According to Shandas’ study on redlining and urban heat, the greatest temperature disparities between redlined and non-redlined neighborhoods in the U.S. — differences of up to 12.6 degrees F — are in Portland. Racist policy decisions and a lack of community investment widened these disparities. Portland city officials have a history of investing more on safe green spaces built in wealthier neighborhoods. Researchers like Shandas and Rigolon maintain that this contributes to a cycle of systemic inequities. Without green spaces to cool a neighborhood, low-income communities may face more substantial financial burdens, due in part to greater energy consumption from air conditioning as well as medical bills from conditions caused or exacerbated by severe heat.

Adams said that Albina Vision is working to redevelop the 94 acres of land that the neighborhood lost decades ago. She considers the project a form of reparation that transforms the way that residents live. The group proposes to both build affordable housing and push for large-scale urban green spaces to cool the city. And just like BBAR, Albina Vision wants to create a strong public connection to the Willamette River, which separates the Albina neighborhood from downtown Portland.

“With Albina Vision, we’re thinking about how we design parks to accommodate dense, affordable housing and redesign street-level experience to create parks and green spaces,” Adams said.

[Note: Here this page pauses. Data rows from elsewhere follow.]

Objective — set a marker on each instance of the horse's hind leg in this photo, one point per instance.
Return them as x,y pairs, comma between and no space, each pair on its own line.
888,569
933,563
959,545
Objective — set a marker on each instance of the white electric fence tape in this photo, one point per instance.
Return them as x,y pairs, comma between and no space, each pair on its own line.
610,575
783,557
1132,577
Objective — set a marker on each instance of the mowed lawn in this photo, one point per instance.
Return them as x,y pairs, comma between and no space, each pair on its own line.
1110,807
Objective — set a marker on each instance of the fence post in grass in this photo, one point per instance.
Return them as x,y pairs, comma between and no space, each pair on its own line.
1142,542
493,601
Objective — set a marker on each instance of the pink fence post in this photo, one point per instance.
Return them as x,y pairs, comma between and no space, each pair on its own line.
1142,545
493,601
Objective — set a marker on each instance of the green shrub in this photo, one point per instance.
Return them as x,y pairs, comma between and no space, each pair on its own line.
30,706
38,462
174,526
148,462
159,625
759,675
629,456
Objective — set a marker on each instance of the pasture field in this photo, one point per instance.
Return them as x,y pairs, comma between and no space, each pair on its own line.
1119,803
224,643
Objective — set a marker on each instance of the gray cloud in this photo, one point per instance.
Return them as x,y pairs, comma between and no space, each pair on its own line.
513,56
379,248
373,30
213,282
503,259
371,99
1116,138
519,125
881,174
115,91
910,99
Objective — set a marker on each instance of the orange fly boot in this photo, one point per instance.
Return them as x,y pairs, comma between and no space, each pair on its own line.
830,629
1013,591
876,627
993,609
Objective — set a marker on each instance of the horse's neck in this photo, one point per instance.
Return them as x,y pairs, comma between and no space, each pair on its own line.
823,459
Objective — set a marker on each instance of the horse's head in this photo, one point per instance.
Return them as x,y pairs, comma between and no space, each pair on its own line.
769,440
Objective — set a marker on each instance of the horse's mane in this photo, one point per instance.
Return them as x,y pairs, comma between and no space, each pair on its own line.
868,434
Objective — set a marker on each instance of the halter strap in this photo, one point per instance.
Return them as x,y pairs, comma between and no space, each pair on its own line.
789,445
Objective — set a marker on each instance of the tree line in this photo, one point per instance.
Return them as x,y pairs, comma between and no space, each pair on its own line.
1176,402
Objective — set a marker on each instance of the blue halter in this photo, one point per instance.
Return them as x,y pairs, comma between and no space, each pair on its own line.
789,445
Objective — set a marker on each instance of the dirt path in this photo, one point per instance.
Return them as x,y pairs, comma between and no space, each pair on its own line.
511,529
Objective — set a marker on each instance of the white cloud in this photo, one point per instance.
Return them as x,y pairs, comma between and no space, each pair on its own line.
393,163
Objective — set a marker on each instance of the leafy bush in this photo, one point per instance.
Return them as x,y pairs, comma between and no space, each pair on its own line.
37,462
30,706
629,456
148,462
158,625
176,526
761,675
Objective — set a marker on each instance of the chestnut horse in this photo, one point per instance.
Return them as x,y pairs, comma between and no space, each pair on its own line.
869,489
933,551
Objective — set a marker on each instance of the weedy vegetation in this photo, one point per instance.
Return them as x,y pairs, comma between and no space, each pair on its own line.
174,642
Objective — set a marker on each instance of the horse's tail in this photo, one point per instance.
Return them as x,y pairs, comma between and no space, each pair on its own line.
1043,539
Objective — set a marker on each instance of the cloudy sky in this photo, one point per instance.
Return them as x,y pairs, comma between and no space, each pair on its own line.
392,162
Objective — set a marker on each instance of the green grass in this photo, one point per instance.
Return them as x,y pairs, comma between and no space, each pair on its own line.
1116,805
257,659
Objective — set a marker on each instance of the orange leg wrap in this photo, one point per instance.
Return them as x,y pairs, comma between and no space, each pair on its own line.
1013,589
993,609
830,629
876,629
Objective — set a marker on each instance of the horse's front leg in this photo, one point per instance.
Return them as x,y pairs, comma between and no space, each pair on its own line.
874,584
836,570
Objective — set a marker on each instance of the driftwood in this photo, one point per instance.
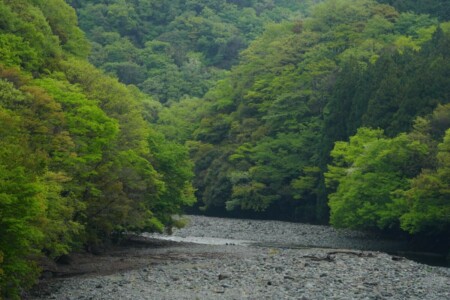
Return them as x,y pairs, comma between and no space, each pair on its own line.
330,256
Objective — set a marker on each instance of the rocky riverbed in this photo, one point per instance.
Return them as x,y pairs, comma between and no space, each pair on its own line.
247,259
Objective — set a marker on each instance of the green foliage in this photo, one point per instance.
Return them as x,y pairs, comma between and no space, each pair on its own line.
301,86
78,158
366,171
177,49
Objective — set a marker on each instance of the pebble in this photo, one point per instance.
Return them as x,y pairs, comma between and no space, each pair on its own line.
260,272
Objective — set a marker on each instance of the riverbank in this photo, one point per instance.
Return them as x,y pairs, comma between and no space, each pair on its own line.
155,269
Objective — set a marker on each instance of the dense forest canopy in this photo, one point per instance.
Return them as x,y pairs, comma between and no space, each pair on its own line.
79,160
175,49
334,111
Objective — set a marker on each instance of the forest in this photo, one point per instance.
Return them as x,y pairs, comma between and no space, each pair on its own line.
117,115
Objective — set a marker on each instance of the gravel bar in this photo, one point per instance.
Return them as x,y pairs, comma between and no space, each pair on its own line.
270,260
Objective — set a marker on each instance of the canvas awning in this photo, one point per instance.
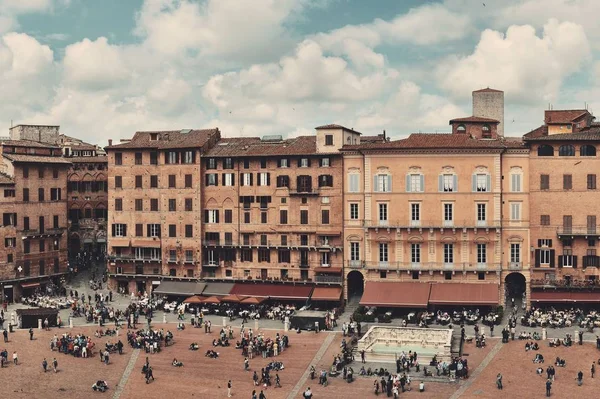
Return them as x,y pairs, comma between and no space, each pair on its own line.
464,294
326,294
398,294
181,288
275,291
217,289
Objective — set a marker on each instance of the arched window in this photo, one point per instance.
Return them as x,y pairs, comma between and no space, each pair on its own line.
545,151
587,151
566,150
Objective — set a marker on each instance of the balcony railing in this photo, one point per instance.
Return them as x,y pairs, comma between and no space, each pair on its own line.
428,266
433,224
578,231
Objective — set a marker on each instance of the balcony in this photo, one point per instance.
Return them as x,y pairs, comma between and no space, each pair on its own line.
432,224
578,231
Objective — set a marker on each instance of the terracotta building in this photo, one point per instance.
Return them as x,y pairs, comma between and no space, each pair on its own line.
447,214
154,203
272,207
564,197
87,196
33,176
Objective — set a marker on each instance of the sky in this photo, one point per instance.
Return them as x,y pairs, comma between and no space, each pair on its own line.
105,69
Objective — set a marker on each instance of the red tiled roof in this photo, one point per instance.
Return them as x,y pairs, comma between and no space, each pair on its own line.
437,141
254,146
462,294
168,139
336,126
563,116
488,90
396,294
475,119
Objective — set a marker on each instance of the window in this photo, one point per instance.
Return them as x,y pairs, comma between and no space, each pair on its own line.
566,150
544,182
481,253
448,214
283,216
515,211
415,214
481,183
383,183
354,251
415,253
353,182
211,215
515,183
591,180
567,182
304,217
324,216
383,252
119,230
228,216
448,253
383,214
415,183
353,211
448,183
481,214
587,151
515,253
545,150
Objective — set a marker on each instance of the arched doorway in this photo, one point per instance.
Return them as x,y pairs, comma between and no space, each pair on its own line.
515,286
356,283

With renewed calls for racial justice across the country, Adams said that addressing environmental injustice through community investment is crucial. Whether it means building a large-scale project like the 11th Street Bridge Park or a smaller-scale open green space as part of a community redevelopment plan, environmental justice solutions start with including those who haven’t historically had a say in the planning process.

“Because we were so intentional in destroying Black communities,” Adams added, “we must also be intentional in rebuilding them.”